Pas forcément. Certes, les risques qui menacent la planète économico-financière restent malheureusement nombreux. Tout d’abord, et comme d’habitude depuis le 11 septembre 2001, les risques géopolitiques demeurent particulièrement forts : Iran, Syrie, Egypte, Ukraine, Russie, vague d’attentats… N’étant pas devins, nous ne nous appesantirons pas sur le sujet, tout en rappelant qu’une prime de risque « géopolitique » pèse structurellement sur les marchés depuis près de quinze ans. Autrement dit, sauf cataclysme mondial, les dangers géopolitiques sont globalement intégrés dans les cours.

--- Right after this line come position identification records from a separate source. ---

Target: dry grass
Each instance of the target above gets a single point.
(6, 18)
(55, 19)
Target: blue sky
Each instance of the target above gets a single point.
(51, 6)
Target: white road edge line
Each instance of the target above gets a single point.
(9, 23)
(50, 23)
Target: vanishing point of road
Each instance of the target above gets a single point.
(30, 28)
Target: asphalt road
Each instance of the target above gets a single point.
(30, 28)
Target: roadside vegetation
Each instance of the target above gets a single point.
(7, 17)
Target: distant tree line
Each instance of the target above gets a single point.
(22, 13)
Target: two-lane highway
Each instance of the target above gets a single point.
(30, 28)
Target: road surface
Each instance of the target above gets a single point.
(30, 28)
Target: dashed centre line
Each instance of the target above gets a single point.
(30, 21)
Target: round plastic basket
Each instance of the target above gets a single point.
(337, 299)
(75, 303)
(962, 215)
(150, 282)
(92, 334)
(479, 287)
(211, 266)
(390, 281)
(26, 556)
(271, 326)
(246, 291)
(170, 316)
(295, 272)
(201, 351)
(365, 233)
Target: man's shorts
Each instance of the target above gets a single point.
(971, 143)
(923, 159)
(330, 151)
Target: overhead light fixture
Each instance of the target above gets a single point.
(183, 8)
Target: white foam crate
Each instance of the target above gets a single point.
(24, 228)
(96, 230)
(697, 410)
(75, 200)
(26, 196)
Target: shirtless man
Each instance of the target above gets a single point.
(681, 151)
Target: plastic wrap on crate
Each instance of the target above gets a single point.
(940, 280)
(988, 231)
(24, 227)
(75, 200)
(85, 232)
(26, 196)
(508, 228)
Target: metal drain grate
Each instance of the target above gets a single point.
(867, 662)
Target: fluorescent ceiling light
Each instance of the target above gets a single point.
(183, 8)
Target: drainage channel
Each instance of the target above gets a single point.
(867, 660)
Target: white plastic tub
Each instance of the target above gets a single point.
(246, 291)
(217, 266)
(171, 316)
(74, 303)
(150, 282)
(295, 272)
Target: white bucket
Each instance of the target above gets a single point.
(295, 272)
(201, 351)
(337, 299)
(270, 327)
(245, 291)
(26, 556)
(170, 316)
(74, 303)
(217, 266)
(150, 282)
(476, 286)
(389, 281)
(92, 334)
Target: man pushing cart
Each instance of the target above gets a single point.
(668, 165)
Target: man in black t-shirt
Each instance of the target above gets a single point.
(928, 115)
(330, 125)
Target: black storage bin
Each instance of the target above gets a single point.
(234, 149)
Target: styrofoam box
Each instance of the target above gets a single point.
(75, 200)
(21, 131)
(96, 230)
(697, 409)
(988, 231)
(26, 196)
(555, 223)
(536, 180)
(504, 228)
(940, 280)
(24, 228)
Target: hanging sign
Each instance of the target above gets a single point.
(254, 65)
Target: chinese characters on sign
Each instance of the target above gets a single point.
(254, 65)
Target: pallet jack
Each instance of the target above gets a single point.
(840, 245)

En revanche, les marchés restent soumis à plusieurs risques économiques et financiers qui pourraient surprendre par leur ampleur. Les premiers concernent les pays émergents et notamment les plus fragiles, à commencer par l’Argentine et la Thaïlande. Comme cela s’était déjà observé entre 1997 et 2000, les difficultés de certains pays émergents tiennent à l’appréciation excessive de leur devise entre 2010 et début 2013. En effet, au cours de cette période, les pays émergents attiraient de plus en plus d’investisseurs, à la recherche d’une croissance et de profits qui avaient disparu dans les pays développés. De ce fait, la demande de devises émergentes a flambé, entraînant une appréciation excessive de celles-ci. Ce mouvement intempestif a mécaniquement ralenti la croissance de ces pays, suscitant désormais une dépréciation de leur devise. Grâce à cette dernière, la machine économique devrait progressivement se remettre en ordre de marche, limitant le risque « émergent » dans son ensemble. Et ce, d’autant qu’avec des réserves de change de plus de 3 800 milliards de dollars, la Chine pourra contrecarrer tout risque de fort ralentissement, restant par là même la locomotive du monde émergent et de la planète dans son ensemble.

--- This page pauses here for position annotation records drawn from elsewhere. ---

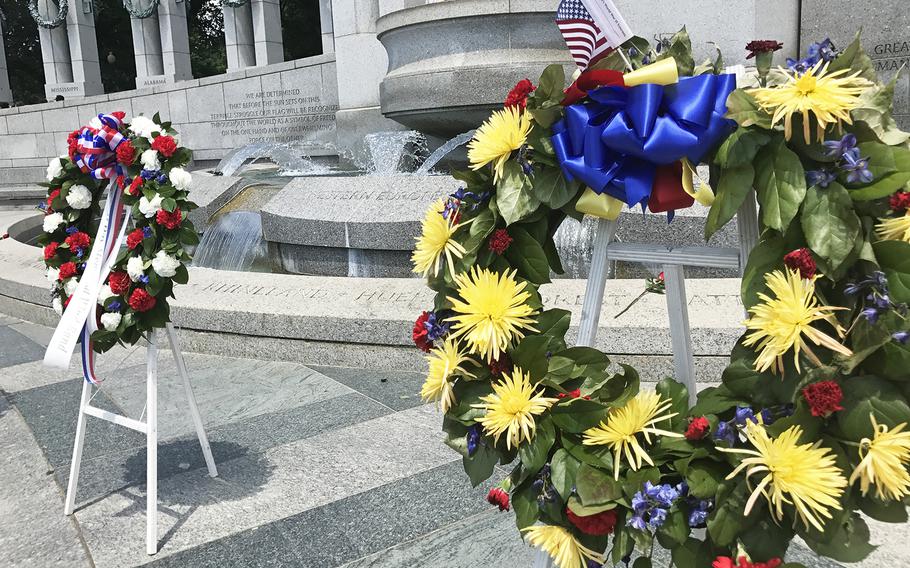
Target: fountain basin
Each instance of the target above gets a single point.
(351, 225)
(451, 62)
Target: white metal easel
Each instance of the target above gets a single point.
(149, 428)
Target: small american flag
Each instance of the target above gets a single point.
(584, 38)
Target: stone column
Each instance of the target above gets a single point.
(267, 31)
(325, 25)
(80, 29)
(147, 51)
(6, 94)
(238, 37)
(361, 65)
(175, 40)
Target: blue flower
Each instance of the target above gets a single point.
(436, 326)
(744, 414)
(871, 315)
(658, 518)
(821, 178)
(473, 439)
(857, 168)
(837, 148)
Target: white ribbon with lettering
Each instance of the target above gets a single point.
(81, 308)
(611, 23)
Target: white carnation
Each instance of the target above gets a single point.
(79, 197)
(110, 320)
(149, 160)
(52, 221)
(54, 168)
(104, 294)
(143, 126)
(181, 178)
(135, 268)
(70, 286)
(150, 207)
(164, 264)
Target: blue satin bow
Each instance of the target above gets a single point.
(614, 142)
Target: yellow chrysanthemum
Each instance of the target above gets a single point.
(828, 96)
(621, 428)
(492, 311)
(778, 324)
(511, 408)
(565, 550)
(894, 228)
(884, 461)
(504, 132)
(802, 475)
(445, 364)
(435, 241)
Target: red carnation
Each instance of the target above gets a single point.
(801, 259)
(140, 300)
(50, 251)
(51, 197)
(501, 365)
(599, 524)
(823, 397)
(126, 153)
(518, 96)
(419, 334)
(498, 497)
(67, 270)
(134, 239)
(500, 241)
(165, 145)
(698, 428)
(78, 241)
(900, 202)
(169, 220)
(727, 562)
(119, 282)
(136, 186)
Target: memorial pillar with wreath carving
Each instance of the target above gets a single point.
(238, 35)
(160, 41)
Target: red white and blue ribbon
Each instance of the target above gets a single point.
(96, 155)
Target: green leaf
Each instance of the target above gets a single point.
(734, 185)
(479, 467)
(551, 188)
(534, 454)
(703, 477)
(829, 223)
(528, 256)
(743, 108)
(515, 196)
(596, 487)
(741, 147)
(894, 259)
(563, 471)
(577, 415)
(781, 184)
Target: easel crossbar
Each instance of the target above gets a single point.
(116, 419)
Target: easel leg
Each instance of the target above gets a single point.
(77, 450)
(597, 282)
(678, 312)
(191, 400)
(151, 471)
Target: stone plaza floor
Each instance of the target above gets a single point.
(318, 467)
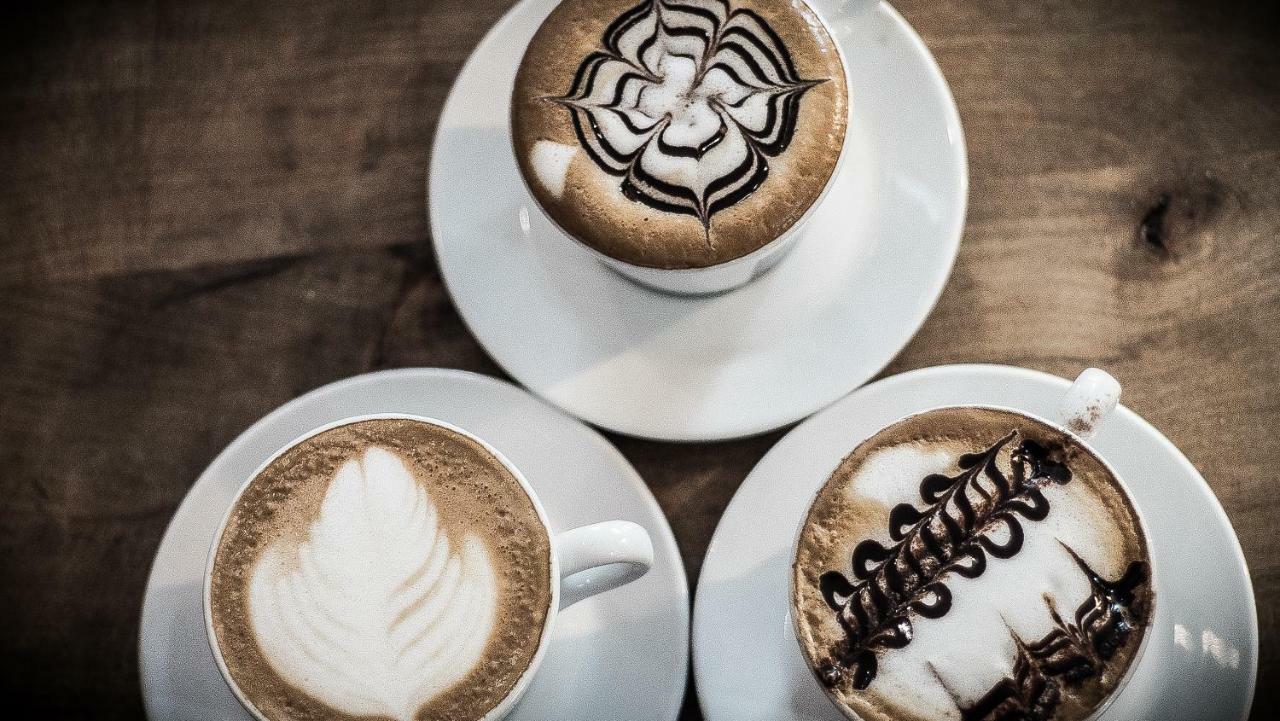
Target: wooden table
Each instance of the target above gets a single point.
(208, 208)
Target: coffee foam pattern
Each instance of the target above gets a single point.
(375, 614)
(686, 104)
(385, 569)
(702, 129)
(954, 660)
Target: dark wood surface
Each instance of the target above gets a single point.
(208, 208)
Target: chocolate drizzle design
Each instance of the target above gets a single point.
(680, 89)
(1070, 653)
(954, 533)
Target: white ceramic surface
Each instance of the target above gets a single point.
(1201, 660)
(622, 655)
(864, 273)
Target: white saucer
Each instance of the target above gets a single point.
(621, 655)
(1201, 661)
(858, 286)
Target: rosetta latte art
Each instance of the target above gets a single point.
(376, 612)
(686, 103)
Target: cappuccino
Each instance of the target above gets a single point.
(385, 567)
(976, 565)
(679, 133)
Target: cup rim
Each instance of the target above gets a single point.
(521, 685)
(1120, 483)
(755, 255)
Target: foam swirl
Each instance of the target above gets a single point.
(686, 101)
(376, 612)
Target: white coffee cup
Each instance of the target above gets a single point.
(584, 561)
(1080, 414)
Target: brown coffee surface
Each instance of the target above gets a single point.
(926, 588)
(472, 492)
(613, 199)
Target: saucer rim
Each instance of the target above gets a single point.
(663, 541)
(649, 428)
(792, 437)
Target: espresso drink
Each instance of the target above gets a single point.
(679, 133)
(384, 569)
(972, 564)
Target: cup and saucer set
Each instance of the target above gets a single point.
(644, 341)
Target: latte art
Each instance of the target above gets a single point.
(972, 565)
(686, 103)
(388, 569)
(376, 612)
(679, 133)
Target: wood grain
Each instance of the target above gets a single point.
(208, 208)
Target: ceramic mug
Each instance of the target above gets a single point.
(584, 561)
(734, 273)
(1080, 413)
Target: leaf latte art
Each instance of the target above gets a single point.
(686, 101)
(378, 611)
(972, 564)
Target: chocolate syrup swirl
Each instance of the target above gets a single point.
(730, 99)
(1069, 655)
(955, 532)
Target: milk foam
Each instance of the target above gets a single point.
(551, 163)
(941, 665)
(378, 611)
(686, 103)
(951, 546)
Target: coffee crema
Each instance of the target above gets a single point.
(383, 569)
(679, 133)
(976, 565)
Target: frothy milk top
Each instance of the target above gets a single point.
(964, 564)
(679, 133)
(364, 578)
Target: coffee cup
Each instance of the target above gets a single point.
(397, 566)
(682, 142)
(976, 562)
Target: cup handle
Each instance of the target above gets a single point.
(600, 557)
(1088, 402)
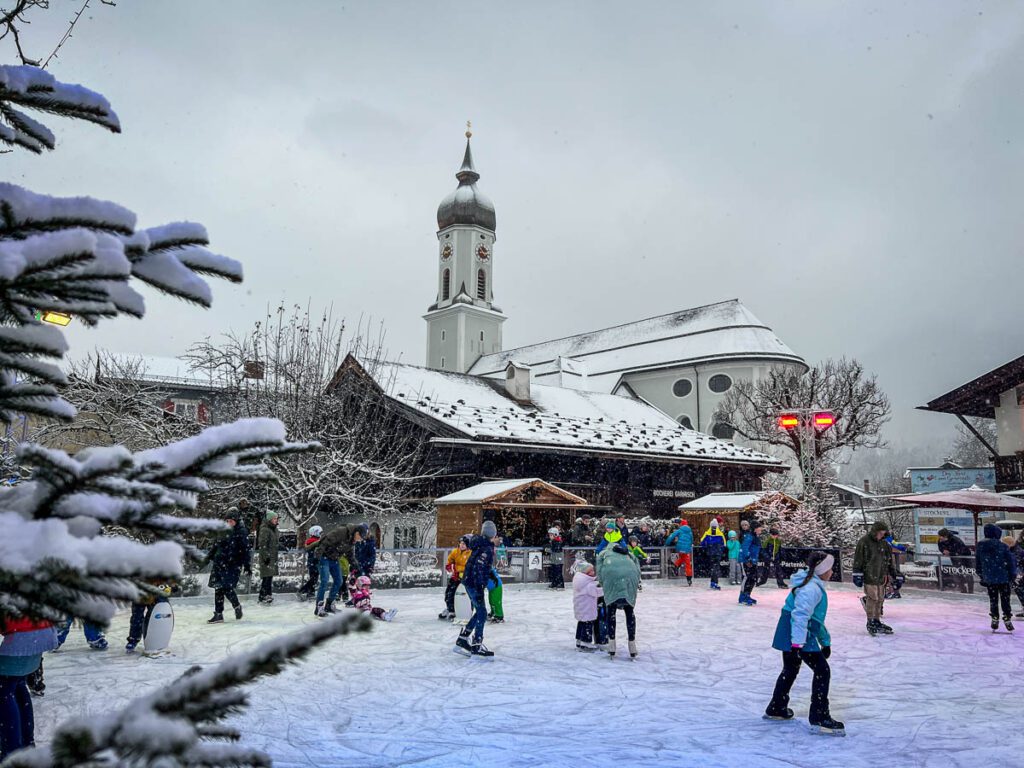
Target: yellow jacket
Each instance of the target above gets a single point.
(459, 558)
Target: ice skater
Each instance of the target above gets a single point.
(682, 539)
(713, 544)
(361, 595)
(802, 637)
(750, 557)
(619, 574)
(481, 560)
(586, 591)
(996, 569)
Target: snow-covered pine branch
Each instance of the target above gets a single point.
(181, 724)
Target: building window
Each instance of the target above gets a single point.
(723, 431)
(682, 388)
(720, 383)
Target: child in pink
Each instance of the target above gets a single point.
(360, 599)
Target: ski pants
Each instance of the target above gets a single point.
(875, 595)
(685, 559)
(450, 591)
(218, 598)
(631, 620)
(140, 620)
(792, 659)
(329, 569)
(750, 577)
(495, 601)
(479, 617)
(17, 724)
(587, 632)
(998, 596)
(555, 574)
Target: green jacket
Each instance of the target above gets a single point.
(619, 576)
(267, 548)
(873, 558)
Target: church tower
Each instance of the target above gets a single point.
(464, 323)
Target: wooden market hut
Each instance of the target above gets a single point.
(731, 507)
(522, 509)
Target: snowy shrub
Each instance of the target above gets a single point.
(86, 531)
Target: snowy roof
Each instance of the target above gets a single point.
(479, 410)
(715, 332)
(725, 501)
(486, 491)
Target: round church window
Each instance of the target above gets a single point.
(720, 383)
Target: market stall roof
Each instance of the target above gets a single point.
(980, 396)
(494, 491)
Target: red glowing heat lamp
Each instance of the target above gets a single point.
(824, 419)
(788, 421)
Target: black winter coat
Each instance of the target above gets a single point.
(481, 559)
(229, 556)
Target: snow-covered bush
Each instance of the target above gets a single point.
(86, 531)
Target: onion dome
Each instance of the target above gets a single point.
(466, 205)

Le deuxième danger économique qui menace les marchés est localisé aux Etats-Unis. Outre les traditionnels blocages budgétaires qui jalonneront l’année 2014, la principale crainte réside dans la probable fin de la politique monétaire ultra-accommodante de la Fed. Fort heureusement, la nouvelle Présidente Janet Yellen est une colombe. Elle s’emploiera donc à couper la perfusion monétaire avec doigté et sans clash. Voilà pourquoi, les Etats-Unis devraient rester sur le chemin d’une croissance soutenue, limitant par là même l’ampleur des mouvements baissiers sur les marchés boursiers.
Enfin, la troisième grande menace qui pèse sur le « monde de la finance » pourrait bien être fatale. En l’occurrence, la réactivation de la crise de la dette publique, notamment en Europe et en particulier en France. En effet, si, en dépit du bon sens et de son communiqué alarmiste, Moody’s a refusé de dégrader la note de la France, elle n’a pas manqué de rappeler que l’économie hexagonale demeurait exsangue et qu’elle risquait par là même de replonger très rapidement. En clair, l’agence de notation et plus globalement l’ensemble des investisseurs souhaitent donner une dernière chance à François Hollande, qui semble enfin prêt à changer son fusil d’épaule avec le « pacte de responsabilité ». Seulement voilà, si, dans six mois, la croissance reste molle, le chômage élevé et les déficits publics supérieurs aux objectifs, le couperet finira forcément par tomber. Dans ce cadre, les taux longs remonteront en France et dans de nombreux pays de l’UEM, entraînant une nouvelle crise économico-financière, sur fond de déflation.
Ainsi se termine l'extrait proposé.